Cognitive impairment (CI) is common in α-synucleinopathies, i.e., Parkinson’s disease, Lewy bodies dementia, and multiple system atrophy. We summarize data from systematic reviews/meta-analyses on neuroimaging, neurophysiology, biofluid and genetic diagnostic/prognostic biomarkers of CI in α-synucleinopathies. Diagnostic biomarkers include atrophy/functional neuroimaging brain changes, abnormal cortical amyloid and tau deposition, and cerebrospinal fluid (CSF) Alzheimer’s disease (AD) biomarkers, cortical rhythm slowing, reduced cortical cholinergic and glutamatergic and increased cortical GABAergic activity, delayed P300 latency, increased plasma homocysteine and cystatin C and decreased vitamin B12 and folate, increased CSF/serum albumin quotient, and serum neurofilament light chain. Prognostic biomarkers include brain regional atrophy, cortical rhythm slowing, CSF amyloid biomarkers, Val66Met polymorphism, and apolipoprotein-E ε2 and ε4 alleles. Some AD/amyloid/tau biomarkers may diagnose/predict CI in α-synucleinopathies, but single, validated diagnostic/prognostic biomarkers lack. Future studies should include large consortia, biobanks, multi-omics approach, artificial intelligence, and machine learning to better reflect the complexity of CI in α-synucleinopathies.

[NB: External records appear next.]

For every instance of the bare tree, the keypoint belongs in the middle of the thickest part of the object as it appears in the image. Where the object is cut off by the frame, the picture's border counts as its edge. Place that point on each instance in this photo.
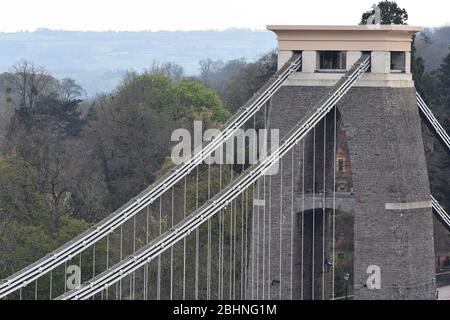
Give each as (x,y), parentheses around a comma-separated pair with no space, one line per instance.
(30,82)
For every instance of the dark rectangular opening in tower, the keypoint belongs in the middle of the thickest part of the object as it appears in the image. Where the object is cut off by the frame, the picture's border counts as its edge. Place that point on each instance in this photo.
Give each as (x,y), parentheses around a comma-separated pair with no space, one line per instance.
(331,60)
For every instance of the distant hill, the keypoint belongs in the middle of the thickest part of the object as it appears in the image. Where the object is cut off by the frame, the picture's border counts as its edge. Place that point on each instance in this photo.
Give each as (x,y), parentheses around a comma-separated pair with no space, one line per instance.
(433,45)
(97,60)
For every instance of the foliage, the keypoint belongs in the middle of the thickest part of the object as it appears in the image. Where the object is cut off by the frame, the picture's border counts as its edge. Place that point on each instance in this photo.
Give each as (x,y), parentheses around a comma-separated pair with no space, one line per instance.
(391,13)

认知障碍 （CI） 常见于α突触核蛋白病，即帕金森病、路易体痴呆和多系统萎缩。我们总结了来自神经影像学、神经生理学、生物流体和 α-突触核蛋白病 CI 的遗传诊断/预后生物标志物的系统评价/荟萃分析数据。诊断生物标志物包括萎缩/功能性神经影像学脑变化、异常皮质淀粉样蛋白和 tau 蛋白沉积以及脑脊液 （CSF） 阿尔茨海默病 （AD） 生物标志物、皮质节律减慢、皮质胆碱能和谷氨酸能降低以及皮质 GABA 能活性增加、P300 潜伏期延迟、血浆同型半胱氨酸和胱抑素 C 增加以及维生素 B12 和叶酸降低、CSF/血清白蛋白商增加和血清神经丝轻链。预后生物标志物包括脑区域萎缩、皮质节律减慢、CSF 淀粉样蛋白生物标志物、Val66Met 多态性以及载脂蛋白 E ε2 和 ε4 等位基因。一些 AD/淀粉样蛋白/tau 蛋白生物标志物可以诊断/预测 α-突触核蛋白病的 CI，但缺乏单一的、经过验证的诊断/预后生物标志物。未来的研究应包括大型联盟、生物样本库、多组学方法、人工智能和机器学习，以更好地反映 α-突触核蛋白病中 CI 的复杂性。